Correlations between changes in subcutaneous adipose tissue, visceral adipose tissue, epicardial adipose tissue and paracardial adipose tissue volumes and changes in plasma GDF15 levels after 26 weeks of treatment with placebo or liraglutide. Spearman's correlation plots between changes in subcutaneous adipose tissue (a), visceral adipose tissue (b), epicardial adipose tissue (c), or paracardial adipose tissue volumes (d) and the change of plasma GDF15 levels in both ethnicities combined after treatment with placebo (n = 50; green circles) or liraglutide (n = 44; red circles). For six participants in the placebo treatment group, the epicardial adipose tissue (n = 44) and for five participants in the placebo group the paracardial adipose tissue (n = 45) was not reported. For four participants in the liraglutide treatment group, both epicardial adipose tissue and paracardial adipose tissue volumes could not be reported (n = 40) at either the start of the study, or at the end of the study, or both. This was due to either unsuccessful ¹H‐MRS of the heart due to low signal‐to‐noise ratio incorrect peak frequency, or due to missing data (Bizino et al., ; van Eyk et al., 2019). Dots represent individual values.

FIGURE 7

Correlations between markers for kidney function and plasma GDF15 levels at baseline and after 26 weeks of treatment with placebo or liraglutide. (a, b) Spearman's correlation plots between baseline serum creatinine levels (a) or estimated glomerular filtration rate (eGFR) calculated based on serum creatine levels (b) and baseline plasma GDF15 levels in both ethnicities combined. (c, d) Spearman's correlations between changes in plasma creatine levels (c) or changes in eGFR (d) and changes in plasma GDF15 levels in both ethnicities combined after placebo (n = 50; green circle) or liraglutide (n = 44; red circles).

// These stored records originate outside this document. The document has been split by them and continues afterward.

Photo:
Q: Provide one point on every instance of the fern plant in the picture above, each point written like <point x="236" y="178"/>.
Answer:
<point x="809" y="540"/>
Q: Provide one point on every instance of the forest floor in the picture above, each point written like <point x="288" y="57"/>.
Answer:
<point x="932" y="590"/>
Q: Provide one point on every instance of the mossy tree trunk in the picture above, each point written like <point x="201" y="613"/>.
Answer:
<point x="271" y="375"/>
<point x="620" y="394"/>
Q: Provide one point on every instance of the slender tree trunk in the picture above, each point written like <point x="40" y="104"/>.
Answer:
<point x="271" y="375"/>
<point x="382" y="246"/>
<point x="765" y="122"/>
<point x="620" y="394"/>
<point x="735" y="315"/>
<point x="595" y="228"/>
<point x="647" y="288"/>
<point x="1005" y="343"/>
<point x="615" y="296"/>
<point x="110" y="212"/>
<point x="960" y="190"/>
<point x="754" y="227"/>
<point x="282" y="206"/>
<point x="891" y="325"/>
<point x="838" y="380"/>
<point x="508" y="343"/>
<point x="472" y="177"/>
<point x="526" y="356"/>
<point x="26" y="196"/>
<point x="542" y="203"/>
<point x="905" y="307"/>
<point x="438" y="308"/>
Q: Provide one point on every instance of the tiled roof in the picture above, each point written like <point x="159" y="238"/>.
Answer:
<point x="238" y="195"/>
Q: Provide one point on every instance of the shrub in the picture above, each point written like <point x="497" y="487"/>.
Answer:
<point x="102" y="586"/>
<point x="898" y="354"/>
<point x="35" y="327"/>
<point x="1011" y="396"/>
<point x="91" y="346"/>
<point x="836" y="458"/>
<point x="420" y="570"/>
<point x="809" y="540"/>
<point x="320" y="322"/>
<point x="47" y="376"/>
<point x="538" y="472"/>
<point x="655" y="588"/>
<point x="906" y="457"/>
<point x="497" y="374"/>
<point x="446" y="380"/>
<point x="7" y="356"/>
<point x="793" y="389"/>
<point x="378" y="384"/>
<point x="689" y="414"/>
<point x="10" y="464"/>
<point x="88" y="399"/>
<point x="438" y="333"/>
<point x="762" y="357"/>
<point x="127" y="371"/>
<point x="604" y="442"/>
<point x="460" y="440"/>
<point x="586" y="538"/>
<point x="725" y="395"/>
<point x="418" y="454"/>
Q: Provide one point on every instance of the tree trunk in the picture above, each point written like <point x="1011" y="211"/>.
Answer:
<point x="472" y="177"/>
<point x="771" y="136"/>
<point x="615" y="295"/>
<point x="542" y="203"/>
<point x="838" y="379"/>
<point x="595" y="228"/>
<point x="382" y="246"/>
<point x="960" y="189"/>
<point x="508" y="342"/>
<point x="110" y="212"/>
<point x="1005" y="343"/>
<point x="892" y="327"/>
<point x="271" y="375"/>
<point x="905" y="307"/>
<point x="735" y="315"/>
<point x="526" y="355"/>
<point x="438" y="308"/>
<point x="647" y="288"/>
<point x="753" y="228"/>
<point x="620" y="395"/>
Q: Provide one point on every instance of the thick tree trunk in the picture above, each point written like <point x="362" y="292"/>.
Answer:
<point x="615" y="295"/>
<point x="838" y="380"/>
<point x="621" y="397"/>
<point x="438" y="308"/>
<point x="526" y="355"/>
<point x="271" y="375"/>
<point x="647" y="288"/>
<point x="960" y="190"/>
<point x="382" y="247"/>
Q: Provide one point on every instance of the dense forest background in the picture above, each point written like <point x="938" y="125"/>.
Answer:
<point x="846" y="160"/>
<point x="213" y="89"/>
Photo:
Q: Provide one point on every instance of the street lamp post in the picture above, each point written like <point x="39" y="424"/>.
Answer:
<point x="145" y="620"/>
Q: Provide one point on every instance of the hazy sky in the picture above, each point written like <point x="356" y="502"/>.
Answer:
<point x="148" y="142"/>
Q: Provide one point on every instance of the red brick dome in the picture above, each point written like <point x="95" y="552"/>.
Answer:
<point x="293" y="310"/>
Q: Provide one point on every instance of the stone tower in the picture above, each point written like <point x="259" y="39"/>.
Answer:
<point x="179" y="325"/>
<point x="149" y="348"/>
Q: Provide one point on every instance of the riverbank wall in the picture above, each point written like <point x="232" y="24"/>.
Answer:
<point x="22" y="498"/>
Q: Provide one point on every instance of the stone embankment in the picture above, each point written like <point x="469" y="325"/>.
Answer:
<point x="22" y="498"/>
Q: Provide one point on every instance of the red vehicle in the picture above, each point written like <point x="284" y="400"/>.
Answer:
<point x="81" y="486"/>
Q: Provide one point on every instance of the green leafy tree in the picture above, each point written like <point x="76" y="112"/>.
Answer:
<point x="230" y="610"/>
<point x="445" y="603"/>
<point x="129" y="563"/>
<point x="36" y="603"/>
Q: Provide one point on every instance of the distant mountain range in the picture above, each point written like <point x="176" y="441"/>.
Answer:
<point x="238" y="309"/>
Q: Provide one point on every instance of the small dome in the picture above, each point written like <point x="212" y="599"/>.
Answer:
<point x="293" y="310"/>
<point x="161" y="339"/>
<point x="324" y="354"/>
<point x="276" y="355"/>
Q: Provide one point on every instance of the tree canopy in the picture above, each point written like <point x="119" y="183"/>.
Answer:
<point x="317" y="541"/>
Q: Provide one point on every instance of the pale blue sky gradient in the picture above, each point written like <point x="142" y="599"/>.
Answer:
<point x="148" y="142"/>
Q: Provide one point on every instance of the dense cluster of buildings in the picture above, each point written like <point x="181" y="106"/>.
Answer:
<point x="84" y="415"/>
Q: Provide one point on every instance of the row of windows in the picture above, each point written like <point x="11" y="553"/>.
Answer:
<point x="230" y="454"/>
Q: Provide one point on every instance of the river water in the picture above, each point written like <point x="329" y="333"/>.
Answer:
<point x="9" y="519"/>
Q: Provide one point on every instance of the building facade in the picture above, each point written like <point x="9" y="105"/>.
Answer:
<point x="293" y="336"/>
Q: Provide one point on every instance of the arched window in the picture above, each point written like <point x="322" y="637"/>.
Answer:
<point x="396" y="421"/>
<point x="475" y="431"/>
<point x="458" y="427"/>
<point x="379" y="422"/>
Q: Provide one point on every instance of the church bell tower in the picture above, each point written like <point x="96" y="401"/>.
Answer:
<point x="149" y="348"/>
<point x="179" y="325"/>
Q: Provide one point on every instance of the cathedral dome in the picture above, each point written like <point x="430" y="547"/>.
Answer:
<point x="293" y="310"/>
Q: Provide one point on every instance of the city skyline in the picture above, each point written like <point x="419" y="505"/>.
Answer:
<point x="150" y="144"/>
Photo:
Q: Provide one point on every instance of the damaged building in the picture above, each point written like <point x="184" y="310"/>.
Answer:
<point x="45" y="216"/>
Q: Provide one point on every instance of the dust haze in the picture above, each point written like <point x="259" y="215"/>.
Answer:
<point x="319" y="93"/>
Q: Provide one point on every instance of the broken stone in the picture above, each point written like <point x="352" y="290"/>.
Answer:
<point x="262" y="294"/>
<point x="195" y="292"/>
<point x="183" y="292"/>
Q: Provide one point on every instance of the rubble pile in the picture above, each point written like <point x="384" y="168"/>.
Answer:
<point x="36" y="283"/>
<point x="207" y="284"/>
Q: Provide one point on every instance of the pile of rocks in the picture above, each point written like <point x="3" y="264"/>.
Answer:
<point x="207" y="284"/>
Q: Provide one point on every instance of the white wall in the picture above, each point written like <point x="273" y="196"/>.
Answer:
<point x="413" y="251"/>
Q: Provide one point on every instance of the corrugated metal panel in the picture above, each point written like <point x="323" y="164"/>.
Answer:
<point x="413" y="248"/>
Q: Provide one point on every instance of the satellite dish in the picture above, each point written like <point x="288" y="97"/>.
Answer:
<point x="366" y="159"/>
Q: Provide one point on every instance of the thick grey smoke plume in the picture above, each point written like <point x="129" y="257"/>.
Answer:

Dots represent individual values.

FIGURE 8

Correlation between metformin dose and change of plasma GDF15. Spearman correlations between the metformin dose at baseline and baseline GDF15 levels (a) and between metformin dose at the end of the study and the change in plasma GDF15 levels (b) in both ethnicities combined after placebo (n = 48; green circles) or liraglutide (n = 44; red circles). Two participants in the placebo intervention arm did not use metformin at baseline (placebo; n = 48), but one participant started metformin during the trial (placebo; n = 49). Dots represent individual values.